1. Introduction
In the field of game development, Unity has always been a favorite among many developers. With the continuous advancement of technology, developers are beginning to explore how to combine Unity with cutting-edge computing technologies to further tap into the potential of game performance. The emergence of the Unity ECS (Entity Component System) architecture provides a new approach to game performance optimization. This article will delve into the Unity ECS architecture and combine it with Ascend NPU heterogeneous computing, sharing insights on performance optimization.
2. Overview of Unity ECS Architecture

Figure 1: ECS Architecture Diagram
2.1 Entity
An entity is a unique identifier for a game object, containing no data or behavior, and serves only as a container for components. In Unity, entities are typically represented by integer or long integer IDs. Simply put, an entity is like an empty container waiting for us to add various attributes and behaviors.
Code example:
public struct Entity { public int id; }
2.2 Component
A component is a pure data structure used to describe specific attributes of an entity, such as position, velocity, etc. The design of components follows the single responsibility principle, meaning each component is responsible for a specific aspect.

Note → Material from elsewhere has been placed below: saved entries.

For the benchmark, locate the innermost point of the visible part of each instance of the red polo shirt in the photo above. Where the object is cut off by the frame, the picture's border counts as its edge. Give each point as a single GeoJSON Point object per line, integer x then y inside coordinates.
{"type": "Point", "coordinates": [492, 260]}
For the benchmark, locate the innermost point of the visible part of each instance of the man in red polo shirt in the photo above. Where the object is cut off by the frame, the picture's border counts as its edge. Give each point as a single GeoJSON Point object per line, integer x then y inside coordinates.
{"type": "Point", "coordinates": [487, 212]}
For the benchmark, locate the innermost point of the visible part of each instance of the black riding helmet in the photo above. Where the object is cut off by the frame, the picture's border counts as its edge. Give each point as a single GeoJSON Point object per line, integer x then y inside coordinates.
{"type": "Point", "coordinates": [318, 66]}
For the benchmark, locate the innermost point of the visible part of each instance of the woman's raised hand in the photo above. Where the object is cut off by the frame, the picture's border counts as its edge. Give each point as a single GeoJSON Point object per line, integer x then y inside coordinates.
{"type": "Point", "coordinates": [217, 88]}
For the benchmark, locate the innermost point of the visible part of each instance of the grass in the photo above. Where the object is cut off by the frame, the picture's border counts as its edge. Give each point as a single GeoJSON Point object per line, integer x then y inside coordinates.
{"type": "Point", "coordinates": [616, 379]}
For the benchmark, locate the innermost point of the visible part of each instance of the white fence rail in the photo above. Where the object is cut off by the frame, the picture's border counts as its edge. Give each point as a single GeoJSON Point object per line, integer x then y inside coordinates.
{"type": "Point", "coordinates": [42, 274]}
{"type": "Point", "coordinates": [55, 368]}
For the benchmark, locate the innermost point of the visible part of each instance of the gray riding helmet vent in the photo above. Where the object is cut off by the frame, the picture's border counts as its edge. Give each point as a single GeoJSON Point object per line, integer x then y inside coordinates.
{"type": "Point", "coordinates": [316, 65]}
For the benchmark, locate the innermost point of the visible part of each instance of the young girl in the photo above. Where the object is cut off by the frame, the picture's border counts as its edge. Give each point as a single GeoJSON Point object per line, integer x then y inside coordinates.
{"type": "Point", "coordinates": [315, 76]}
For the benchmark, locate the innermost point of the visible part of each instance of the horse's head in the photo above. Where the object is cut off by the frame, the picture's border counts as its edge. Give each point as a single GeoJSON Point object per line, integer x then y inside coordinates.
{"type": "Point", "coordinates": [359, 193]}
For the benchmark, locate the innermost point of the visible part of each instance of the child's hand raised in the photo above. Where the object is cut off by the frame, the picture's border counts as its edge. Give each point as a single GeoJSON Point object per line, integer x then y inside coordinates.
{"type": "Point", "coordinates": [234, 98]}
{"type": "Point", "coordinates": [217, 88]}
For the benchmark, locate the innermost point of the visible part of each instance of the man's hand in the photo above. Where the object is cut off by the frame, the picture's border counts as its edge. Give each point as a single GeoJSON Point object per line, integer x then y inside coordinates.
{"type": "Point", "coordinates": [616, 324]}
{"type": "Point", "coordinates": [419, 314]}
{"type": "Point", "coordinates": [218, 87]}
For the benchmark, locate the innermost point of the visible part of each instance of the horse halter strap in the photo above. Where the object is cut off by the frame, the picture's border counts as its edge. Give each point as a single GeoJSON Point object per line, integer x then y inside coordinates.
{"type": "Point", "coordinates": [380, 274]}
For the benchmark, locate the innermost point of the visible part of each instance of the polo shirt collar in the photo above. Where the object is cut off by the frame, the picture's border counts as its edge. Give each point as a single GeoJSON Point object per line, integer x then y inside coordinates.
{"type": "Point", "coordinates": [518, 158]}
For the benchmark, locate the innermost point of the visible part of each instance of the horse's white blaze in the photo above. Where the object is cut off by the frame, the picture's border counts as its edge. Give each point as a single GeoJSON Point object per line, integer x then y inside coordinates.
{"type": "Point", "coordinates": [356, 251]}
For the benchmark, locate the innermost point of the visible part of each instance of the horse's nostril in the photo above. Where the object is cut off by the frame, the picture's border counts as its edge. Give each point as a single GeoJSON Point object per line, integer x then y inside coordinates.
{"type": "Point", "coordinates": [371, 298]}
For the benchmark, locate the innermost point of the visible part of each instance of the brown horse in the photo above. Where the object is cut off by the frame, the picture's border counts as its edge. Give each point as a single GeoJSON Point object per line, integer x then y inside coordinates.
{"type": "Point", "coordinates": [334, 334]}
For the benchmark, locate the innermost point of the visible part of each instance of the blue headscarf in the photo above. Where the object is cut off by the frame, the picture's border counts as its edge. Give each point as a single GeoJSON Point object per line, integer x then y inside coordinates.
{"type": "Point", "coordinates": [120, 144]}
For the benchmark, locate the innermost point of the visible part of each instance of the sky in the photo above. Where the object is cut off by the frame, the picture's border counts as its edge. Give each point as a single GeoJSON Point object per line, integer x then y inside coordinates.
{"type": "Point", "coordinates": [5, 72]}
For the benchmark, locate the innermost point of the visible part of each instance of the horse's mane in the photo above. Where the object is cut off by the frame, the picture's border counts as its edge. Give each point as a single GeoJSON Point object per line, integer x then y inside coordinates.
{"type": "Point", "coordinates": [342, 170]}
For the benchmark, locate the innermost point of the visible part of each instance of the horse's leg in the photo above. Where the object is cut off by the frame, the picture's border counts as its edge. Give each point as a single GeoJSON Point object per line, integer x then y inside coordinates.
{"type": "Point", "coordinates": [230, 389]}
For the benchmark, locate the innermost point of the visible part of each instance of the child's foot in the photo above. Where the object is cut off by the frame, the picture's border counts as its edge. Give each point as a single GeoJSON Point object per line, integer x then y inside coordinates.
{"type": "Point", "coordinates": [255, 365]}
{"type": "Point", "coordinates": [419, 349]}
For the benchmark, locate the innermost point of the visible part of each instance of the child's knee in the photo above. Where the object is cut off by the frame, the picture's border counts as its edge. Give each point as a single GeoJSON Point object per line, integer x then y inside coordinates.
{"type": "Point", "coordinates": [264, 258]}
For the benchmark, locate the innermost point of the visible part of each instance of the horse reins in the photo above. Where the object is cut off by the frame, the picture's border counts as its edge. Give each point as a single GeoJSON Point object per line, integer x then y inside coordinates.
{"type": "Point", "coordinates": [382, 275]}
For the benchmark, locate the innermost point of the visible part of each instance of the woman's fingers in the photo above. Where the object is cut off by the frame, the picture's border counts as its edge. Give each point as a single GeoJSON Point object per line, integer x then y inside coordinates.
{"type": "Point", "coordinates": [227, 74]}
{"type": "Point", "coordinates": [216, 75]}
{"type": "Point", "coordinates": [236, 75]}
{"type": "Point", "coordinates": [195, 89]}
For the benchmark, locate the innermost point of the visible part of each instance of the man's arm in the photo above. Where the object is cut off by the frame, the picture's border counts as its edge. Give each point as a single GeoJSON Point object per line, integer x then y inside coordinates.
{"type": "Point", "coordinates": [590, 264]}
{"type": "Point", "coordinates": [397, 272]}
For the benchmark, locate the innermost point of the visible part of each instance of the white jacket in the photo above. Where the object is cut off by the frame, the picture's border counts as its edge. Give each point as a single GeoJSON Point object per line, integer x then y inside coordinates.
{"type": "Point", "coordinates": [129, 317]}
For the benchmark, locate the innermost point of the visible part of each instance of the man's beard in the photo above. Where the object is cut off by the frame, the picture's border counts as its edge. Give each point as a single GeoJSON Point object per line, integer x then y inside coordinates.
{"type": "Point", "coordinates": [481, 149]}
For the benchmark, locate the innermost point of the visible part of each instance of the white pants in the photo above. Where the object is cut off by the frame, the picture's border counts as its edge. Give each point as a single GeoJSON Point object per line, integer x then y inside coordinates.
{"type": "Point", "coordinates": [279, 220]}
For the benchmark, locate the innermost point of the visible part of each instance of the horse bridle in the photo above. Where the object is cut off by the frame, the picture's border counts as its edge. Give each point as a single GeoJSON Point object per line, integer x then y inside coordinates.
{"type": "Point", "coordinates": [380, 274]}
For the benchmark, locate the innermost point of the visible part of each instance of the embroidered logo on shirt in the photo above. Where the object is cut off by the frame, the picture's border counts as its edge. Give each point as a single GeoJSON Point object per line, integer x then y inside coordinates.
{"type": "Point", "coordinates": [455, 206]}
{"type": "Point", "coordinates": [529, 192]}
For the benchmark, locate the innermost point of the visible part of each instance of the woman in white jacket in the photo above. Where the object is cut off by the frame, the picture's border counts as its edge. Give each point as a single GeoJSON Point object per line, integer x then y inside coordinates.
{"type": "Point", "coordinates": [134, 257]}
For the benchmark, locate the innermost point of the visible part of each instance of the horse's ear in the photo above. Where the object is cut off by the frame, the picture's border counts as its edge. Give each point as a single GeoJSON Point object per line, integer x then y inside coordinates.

For example, the Position component contains only the position information of the entity.
Code example:
public struct Position { public float3 Value; }
2.3 System
A system is responsible for processing logic by operating on entity components and implementing functionality. Systems typically filter entities based on the combination of components. For example, a movement system entity can update its position based on the Position and Velocity components.
Code example:
public class MovementSystem : SystemBase { protected override void OnUpdate() { Entities.ForEach((ref Position pos, in Velocity vel) => pos.Value += vel.Value * Time.DeltaTime).Schedule(); }}
3. Job System and Parallel Processing
The ECS architecture uses the Job System to process game entities, and its parallelization feature lays a solid foundation for enhancing game performance.
- Declare a struct that implements the IJob interface
- Add blittable types or NativeContainer type member variables
- Implement the Execute method
When a Job executes, Execute runs once on a core
public struct MyJob : IJob { public float a; public float b; public NativeArray<float> result; public void Execute(){ result[0] = a + b; }}
3.1 JobSystem Working Principle
The JobSystem manages work threads in a multi-core environment, typically assigning one work thread per logical core to avoid context switching. The JobSystem holds a Job queue, from which work threads fetch Jobs to execute. A Job is a small unit of work that performs a specific task and can have dependencies.
Creating a Job requires implementing the Execute method, while scheduling a Job is done by calling the Schedule method. The Schedule method can only be called on the main thread, placing the Job in the queue for execution. Once a Job is scheduled into the queue, it cannot be interrupted.
3.2 IJobParallelFor Optimization
IJobParallelFor is a method in the JobSystem used to handle batch tasks. When scheduling a ParallelFor Job, the total length of the scheduled task and the batch length must be specified. The C Job# System divides the total length of tasks into batches based on the batch length and places them into the Unity Job queue, executing each batch synchronously, with only one Job executed within each batch.
When a Native Job completes first, it can “steal” half of the batch tasks from other Jobs, optimizing performance while ensuring memory access locality. The lower the number of batches, the more evenly tasks are distributed among threads, but this also incurs additional overhead, so the optimal batch size needs to be tested individually.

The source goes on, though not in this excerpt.